Carl grinned. The tiny piece of advantage felt adrenal in his veins. He cocked his head, elaborately casual.
‘So you were a Lawman, huh? Fortress America’s final set of southern fried chickens coming home to roost.’
Just there, just as tiny, but there nonetheless, there in the corners of Onbekend’s eyes. Loss of poise, siphoned sip of anger. For just that moment, Carl had him backed up.
‘You think you know me? You don’t fucking know me, my friend.’
‘I’m not your fucking friend either,’ Carl told him mildly. ‘So, there you go. We all make these mistakes. What do you want from me, exactly?’
For a moment so brief it was gone before he even registered it, Carl thought he was dead. The barrel of the revolver didn’t shift, but it seemed to glimmer with intent in the lower field of his vision. Onbekend’s mouth smeared a little tighter, his eyes hated a little more.
‘You could start by telling me how it feels to hunt down other variant thirteens for the cudlips at the UN.’
‘Remunerative.’ Carl stared blandly back into the other thirteen’s narrowed eyes. One of them was going to die in this bar. ‘It feels remunerative. What are you doing for a living these days?’
‘Surviving.’
‘Oh.’ He nodded, mock-understanding. ‘Playing the outlaw, are we?’
‘I’m not working for the cudlips, if that’s what you mean.’
‘Sure, you are.’ Carl yawned – sudden, tension-driven demand for oxygen, out of nowhere, but it played so fucking well he could have crowed. ‘We’re all working for the cudlips, one way or another.’
Onbekend set his jaw. Tipped his head a little, like a wolf or a dog listening for something faint.
‘You talk very easily about other men’s compromises. Like I said, you don’t fucking know me at all.’

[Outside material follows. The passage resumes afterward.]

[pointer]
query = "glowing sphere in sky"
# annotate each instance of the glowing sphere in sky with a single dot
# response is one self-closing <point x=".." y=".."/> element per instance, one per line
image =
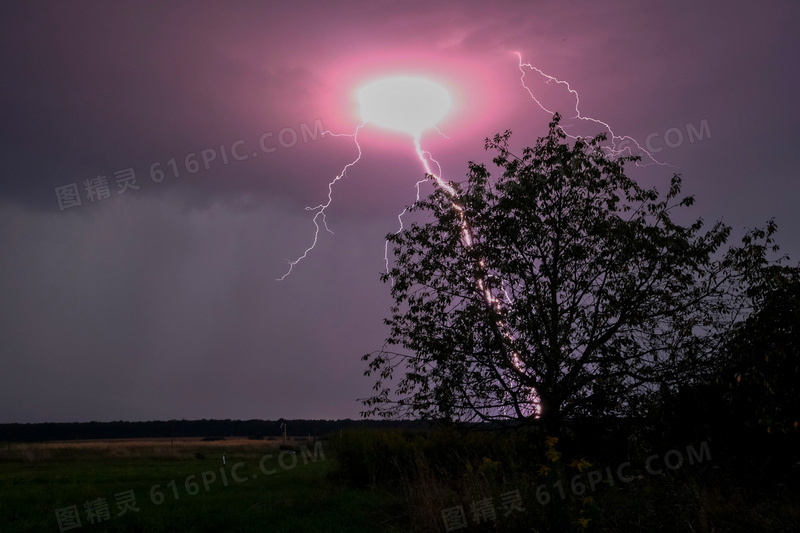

‘I know you bought food today. I know you travelled here in some kind of manufactured vehicle, on city streets built and paid for in some shape or form by the local citizenry. I know you’re holding a gun you didn’t build from the raw metal up in your spare time.’
‘This?’ Onbekend raised the gun slightly, took the muzzle fractionally out of line. He seemed amused. Carl forced himself not to tense, not to watch the wavering weapon. ‘I took this gun from a man I killed.’